Cathedral of Cosenza
Place of worship
Duomo di Cosenza - Regione Calabria
The Cathedral of Cosenza, in the heart of the city's historic centre along Corso Telesio, is one of Calabria's UNESCO World Heritage Sites in the category ‘’Heritage Witness to the Culture of Peace‘’.
The Cathedral of Cosenza, or the Cathedral of Santa Maria Assunta, in Cosenza, stands on the same site as an older church, dating back to the 11th century and destroyed by an earthquake in 1184. The consecration took place in 1222 in the presence of Emperor Frederick II of Swabia, who for the occasion brought as a gift the very precious reliquary cross, the work of goldsmiths from Palermo, known as the ‘’Stauroteca‘’, now on display in the Diocesan Museum.
On the outside, Cosenza Cathedral has a tripartite façade, corresponding to the subdivision of the interior naves, with four pillars separating three portals. The central portal is surmounted by a marvellous rose window, on which the attention of those who walk along the wide staircase connecting the church to the square in front of it converges.

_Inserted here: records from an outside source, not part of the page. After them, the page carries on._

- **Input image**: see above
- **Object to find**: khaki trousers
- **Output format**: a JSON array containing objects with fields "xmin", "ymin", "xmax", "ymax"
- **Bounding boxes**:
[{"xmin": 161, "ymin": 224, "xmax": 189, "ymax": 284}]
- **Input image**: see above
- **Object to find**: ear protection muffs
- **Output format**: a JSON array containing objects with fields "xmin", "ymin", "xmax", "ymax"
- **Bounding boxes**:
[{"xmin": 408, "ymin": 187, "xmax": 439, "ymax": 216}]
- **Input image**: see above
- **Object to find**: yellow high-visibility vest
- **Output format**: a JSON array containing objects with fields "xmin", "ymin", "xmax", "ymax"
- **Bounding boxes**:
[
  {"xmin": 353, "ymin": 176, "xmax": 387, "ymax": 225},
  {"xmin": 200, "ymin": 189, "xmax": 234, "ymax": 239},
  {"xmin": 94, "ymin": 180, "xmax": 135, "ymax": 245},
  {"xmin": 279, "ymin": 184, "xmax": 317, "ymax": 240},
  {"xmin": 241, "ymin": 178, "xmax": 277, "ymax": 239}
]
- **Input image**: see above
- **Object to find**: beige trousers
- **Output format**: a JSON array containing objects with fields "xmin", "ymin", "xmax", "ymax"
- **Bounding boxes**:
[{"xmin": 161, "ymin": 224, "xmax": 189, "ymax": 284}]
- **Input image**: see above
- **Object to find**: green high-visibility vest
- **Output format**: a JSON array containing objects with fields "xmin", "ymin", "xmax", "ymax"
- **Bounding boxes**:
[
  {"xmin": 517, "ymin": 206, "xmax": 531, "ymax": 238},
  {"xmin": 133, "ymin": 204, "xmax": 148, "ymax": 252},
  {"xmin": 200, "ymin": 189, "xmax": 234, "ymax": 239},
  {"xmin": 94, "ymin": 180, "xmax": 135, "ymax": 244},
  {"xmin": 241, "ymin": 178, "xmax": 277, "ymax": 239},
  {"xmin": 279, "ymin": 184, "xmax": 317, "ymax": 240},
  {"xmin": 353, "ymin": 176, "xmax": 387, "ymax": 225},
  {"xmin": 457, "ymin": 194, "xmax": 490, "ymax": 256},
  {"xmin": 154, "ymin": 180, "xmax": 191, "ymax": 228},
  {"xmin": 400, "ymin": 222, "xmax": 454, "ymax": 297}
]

The interior of the Cathedral of Santa Maria Assunta in Cosenza is enriched by Baroque side chapels (17th-18th century): the first is dedicated to the city's patron saint, the venerated Madonna del Pilerio. In the centre, there is a Byzantine icon of the ‘Galaktotrophousa’ type (Madonna suckling the Child) to whom the people of Cosenza have been devoted since 1576, the year of the plague quelled by her miraculous intervention.
The second chapel of Cosenza Cathedral, known as the ‘’Holy Sacrament‘’ chapel, belongs to the Confraternity of Oration and Death and houses the burial place of the Calabrian members of the famous ‘’Expedition of the Bandiera Brothers‘’ of 1844.
On the right aisle is the sarcophagus ‘’di Meleagro‘’, from the late antique period, containing human remains possibly belonging to Henry VII, son of Frederick II; in the transept, the Mausoleum of Isabella of Aragon, wife of Philip III of Anjou, who died in 1271.
The deep apse houses the high altar, in Neo-Romanesque style, and a valuable 15th-century wooden crucifix. Within niches supported by small columns are 19th-century polychrome frescoes by Domenico Morelli and Paolo Veltri. Also noteworthy is a Mascioni Pipe Organ from 2005.
Remains from early Christian and Roman times were found during renovation work.